Needs • Sustainable behaviour change, underpinned by changes in values and attitudes towards ARH. • Promotion of a rights based approach that addresses gender based violence and respect for the ARH rights of young girls and women. • Using appropriate and appropriately trained people to deliver ARH messages. • Deliver messages effectively.
Key points • Overcoming the stigma associated with talk about sexual health is vital. • Peer teaching is a highly effective way of delivering ARH messages. • Access to pornography and drugs are accepted as part of the male youth experience. • The above are clearly linked to inappropriate sexual behaviour. • An ill prepared teacher will render any ARH program ineffective. • ARH can be delivered across the curriculum.
Effective practice 1 • Community teams made up of people from a broad range of backgrounds, can effectively deliver ARH messages. • Community teams should be trained together. • Communities/Elders resisting ARH delivery should be approached directly and regularly to enable changes to traditional viewpoints on ARH. • Culture should be seen as a changing and evolving phenomena.

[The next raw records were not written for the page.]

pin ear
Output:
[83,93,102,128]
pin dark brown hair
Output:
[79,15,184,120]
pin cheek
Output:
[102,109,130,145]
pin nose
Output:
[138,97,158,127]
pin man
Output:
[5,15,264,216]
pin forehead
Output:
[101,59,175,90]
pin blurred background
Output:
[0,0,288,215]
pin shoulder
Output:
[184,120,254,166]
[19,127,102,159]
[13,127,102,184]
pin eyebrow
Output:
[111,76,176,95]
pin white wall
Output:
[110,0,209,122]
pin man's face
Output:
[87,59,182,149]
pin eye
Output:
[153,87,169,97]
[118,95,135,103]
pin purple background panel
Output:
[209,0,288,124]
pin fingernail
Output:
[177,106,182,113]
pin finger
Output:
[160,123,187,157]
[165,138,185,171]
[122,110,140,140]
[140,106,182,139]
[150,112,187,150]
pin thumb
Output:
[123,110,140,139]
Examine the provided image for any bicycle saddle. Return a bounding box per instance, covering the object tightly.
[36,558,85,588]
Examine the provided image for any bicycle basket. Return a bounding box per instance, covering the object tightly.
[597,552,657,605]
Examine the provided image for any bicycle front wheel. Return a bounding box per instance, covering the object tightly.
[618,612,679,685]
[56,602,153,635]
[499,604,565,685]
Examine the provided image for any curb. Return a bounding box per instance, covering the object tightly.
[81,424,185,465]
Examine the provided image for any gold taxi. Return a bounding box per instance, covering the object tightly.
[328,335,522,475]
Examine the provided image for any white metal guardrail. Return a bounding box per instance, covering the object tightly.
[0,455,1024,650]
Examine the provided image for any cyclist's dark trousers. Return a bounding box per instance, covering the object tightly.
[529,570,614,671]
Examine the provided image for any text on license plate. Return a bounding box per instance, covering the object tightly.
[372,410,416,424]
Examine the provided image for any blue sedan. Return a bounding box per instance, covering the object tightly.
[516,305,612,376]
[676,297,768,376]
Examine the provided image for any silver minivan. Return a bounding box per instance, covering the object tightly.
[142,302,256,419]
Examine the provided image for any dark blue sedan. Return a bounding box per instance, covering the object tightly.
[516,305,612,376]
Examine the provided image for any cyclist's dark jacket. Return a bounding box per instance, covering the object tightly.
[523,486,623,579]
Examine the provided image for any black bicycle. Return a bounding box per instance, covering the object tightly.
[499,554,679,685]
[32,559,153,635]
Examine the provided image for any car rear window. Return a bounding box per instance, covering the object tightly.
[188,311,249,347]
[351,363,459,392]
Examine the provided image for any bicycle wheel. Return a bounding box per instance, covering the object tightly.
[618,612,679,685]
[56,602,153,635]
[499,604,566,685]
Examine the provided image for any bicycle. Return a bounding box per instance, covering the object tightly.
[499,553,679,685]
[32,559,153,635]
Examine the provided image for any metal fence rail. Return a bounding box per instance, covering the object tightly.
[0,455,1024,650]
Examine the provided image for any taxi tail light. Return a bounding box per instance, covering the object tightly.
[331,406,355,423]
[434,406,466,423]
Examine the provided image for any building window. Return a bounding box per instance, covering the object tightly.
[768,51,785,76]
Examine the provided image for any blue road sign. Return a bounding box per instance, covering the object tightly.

Effective practice 2 • Promotion of ARH messages through the Arts is a proven effective avenue for message delivery. • Street theatre, play groups, peer leader lead activities, music, art, dance and especially community youth radio programs are highly effective. • Mobile video units, puppet theatre, television and radio spots are very effective mediums of delivery. • Radio soap operas and call-in radio shows have enabled positive ARH messages to reach over 90% of Khmer youth.
Effective practice 3 • Promotion of international and national days such as International Youth Day using ideas in Effective Practice 2, provide an effective base from which to deliver ARH messages.
Effective practice 4 • Development of an effective condom promotion, distribution and social marketing program. • Countries in the Asia-Pacific region where STI infection rates have been lowered, have programs that teach detailed condom use and promote this publicly. • NT STI rates are increasing.
Recommendation 1 • Creation of a Travelling Sexual Health Road Show. • Use mediums such as Drama, Role Play, Comedy, Dance, Film etc. • Model on the Science Roadshow and Bell Shakespeare Roadshow.
Recommendation 2 • Development of a Lifeskills for ARH Peer Education Program. • A participatory training process provides Teams with information about ARH orientation necessary to train and engage other youth. • Empowering young people in ARH programming is a proven way of delivering ARH messages.
Recommendation 3 • That communities establish Youth Centres that focus on providing a safe environment in which ARH messages are delivered along with activities appealing to sustainable youth activities. • Centres should be open and staffed during late evenings when there is a high number of unsupervised youth on the streets. • Establishment of Men’s and Women’s safe areas within these Centres.
Recommendation 4 • Development and implementation of a radio based youth program – to be aired on local radio (possibly Radio Larrakia). • 1. Situational Comedy Show using local indigenous youth that delivers a ARH message. • 2. Youth Sexual Health Talkback Program.
Recommendation 5 • Development of a Beginning Teacher ARH Package. • To be used as a way of incorporating ARH issues across the curriculum.
Recommendation 6 • Development of an effective Condom UseStrategyfor implementation indigenous community level. • If condom use is positioned as a harm minimisation strategy then it is a proven way of preventing unwanted pregnancy and STI transmission (Smith et al 2000). These are major issues for indigenous youth.
Government Reports • All recommendations are linked to concepts presented in the following Reports: • The Little Children are Sacred Report. • The Indigenous Education Strategic Plan 2006-2009. • Transforming Indigenous Education.